New Wallpaper
You’re streaming your whole elaborate life to strangers on Snapchat, Periscope, Instagram—people who don’t know you and are mostly just hoping you’ll embarrass yourself so they have something to laugh about. But you feel superior for being there. Ahead. Not like the older people still stuck on whatever came before.
Then someone younger moves, and you’re the one left behind.
The platforms don’t actually care about your loyalty. The only thing that matters to them is extraction—data, attention, whatever they can sell. Once that equation stops working, the smart people are already gone. Trendsetters jump platforms the second they notice the losers showing up, because that’s when the cool drains out.

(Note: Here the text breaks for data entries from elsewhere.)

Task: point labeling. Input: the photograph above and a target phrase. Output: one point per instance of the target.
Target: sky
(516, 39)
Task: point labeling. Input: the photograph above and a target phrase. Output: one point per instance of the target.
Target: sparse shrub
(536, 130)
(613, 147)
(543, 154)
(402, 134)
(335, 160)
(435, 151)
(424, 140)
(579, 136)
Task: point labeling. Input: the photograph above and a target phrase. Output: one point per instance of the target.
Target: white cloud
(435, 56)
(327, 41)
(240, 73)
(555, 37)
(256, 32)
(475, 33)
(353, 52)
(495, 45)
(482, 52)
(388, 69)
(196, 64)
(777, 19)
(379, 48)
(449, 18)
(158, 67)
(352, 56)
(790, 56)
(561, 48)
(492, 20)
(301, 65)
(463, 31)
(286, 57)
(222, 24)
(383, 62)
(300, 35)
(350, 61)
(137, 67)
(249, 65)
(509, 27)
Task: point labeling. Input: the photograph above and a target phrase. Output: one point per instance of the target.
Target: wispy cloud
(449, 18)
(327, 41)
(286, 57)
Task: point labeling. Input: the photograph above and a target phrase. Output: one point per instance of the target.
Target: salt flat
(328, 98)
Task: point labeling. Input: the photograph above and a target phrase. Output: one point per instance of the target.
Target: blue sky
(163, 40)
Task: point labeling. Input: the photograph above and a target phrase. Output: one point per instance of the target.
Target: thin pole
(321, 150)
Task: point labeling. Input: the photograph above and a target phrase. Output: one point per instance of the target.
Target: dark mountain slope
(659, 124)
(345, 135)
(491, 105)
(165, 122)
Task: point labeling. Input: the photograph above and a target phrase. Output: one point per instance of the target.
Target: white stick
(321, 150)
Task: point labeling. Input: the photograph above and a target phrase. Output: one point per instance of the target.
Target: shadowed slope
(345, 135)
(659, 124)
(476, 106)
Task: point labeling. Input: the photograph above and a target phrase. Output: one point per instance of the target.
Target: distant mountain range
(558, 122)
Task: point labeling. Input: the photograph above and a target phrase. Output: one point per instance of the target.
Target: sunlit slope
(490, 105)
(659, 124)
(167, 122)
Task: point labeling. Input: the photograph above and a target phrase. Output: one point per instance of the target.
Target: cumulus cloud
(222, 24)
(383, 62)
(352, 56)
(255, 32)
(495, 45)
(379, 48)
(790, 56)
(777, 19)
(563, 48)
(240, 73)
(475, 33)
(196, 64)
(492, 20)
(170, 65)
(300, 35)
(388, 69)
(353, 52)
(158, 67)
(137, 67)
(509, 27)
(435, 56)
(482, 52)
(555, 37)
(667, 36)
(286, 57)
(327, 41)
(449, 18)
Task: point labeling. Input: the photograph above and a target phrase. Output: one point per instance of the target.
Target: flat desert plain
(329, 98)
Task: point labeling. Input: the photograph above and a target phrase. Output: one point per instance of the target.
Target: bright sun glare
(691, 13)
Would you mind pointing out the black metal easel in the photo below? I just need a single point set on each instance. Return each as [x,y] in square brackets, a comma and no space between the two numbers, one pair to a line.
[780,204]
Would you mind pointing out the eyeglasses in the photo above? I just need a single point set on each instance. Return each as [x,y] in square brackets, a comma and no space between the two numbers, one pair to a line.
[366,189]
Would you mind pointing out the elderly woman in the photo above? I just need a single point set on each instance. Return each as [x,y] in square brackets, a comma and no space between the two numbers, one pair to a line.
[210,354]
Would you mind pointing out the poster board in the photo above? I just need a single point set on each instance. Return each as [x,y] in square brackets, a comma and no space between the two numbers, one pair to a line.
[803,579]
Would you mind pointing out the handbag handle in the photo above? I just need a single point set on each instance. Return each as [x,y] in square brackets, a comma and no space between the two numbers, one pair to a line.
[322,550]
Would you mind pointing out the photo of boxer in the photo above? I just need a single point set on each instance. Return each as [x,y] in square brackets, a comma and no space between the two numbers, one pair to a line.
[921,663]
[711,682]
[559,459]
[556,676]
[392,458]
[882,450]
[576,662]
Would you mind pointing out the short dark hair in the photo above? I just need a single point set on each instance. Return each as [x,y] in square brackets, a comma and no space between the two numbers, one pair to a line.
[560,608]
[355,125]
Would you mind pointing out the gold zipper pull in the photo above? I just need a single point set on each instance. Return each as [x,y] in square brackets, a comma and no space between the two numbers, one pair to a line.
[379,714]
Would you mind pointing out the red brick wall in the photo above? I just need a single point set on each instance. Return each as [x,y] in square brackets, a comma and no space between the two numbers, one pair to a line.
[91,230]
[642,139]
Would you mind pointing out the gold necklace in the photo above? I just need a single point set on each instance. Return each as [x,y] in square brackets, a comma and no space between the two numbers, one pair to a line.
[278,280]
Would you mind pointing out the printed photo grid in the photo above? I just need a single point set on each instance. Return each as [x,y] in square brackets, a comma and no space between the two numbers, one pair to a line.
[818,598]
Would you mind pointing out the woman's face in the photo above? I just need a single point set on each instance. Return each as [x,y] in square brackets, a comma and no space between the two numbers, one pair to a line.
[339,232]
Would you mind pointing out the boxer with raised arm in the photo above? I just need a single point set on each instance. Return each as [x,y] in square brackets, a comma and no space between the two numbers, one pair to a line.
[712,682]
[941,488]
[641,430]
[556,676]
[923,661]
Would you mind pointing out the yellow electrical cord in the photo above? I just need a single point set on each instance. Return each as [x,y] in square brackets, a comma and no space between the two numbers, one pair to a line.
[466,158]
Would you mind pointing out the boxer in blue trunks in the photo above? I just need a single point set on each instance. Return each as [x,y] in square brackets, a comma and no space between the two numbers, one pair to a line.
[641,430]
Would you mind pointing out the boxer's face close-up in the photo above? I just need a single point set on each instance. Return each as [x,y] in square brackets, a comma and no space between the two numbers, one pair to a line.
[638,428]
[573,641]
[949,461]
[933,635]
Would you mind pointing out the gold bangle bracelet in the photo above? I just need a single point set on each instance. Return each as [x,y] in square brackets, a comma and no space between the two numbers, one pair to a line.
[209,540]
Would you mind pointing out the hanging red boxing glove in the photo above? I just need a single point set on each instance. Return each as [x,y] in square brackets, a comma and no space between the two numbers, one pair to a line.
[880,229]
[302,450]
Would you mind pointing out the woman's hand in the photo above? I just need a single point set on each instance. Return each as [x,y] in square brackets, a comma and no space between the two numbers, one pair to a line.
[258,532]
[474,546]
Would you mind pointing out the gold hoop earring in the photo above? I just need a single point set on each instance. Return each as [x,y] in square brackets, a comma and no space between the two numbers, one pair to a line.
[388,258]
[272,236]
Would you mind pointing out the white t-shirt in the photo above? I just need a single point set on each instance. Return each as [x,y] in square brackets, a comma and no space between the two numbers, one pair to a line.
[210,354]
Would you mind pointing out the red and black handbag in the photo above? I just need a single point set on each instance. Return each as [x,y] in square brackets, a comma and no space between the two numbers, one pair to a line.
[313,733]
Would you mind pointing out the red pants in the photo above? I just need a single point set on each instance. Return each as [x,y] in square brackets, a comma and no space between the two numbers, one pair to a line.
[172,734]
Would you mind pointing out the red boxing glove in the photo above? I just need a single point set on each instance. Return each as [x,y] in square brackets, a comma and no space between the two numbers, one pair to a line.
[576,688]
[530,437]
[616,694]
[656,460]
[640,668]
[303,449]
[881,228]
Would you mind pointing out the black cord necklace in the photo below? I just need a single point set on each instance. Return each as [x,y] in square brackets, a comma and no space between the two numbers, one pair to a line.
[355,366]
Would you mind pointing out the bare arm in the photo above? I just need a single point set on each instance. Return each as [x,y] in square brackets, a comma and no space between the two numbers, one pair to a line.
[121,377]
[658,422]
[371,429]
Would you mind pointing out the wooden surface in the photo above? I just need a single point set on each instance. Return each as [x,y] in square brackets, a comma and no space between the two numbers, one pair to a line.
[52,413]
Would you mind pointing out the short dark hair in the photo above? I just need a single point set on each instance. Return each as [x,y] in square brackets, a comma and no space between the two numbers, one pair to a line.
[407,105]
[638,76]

This happens in exactly the same way every time. Someone finds a new app, it feels pure and undiscovered, it gets big, you realize you’re part of a crowd performing for metrics, you leave. Same cycle, different name.
Houseparty was the latest version—supposed to be just friends hanging out on video, a digital room without the performance machinery. Made by the Meerkat people. And it did have that thing where it felt intimate for a minute, before the inevitable happened and it became another platform, another performance space. Which, honestly, was always going to happen.
I’ve been through enough of these to see it’s not about finding the right app. It’s just the same game on repeat. The treadmill never stops, it just gets new wallpaper.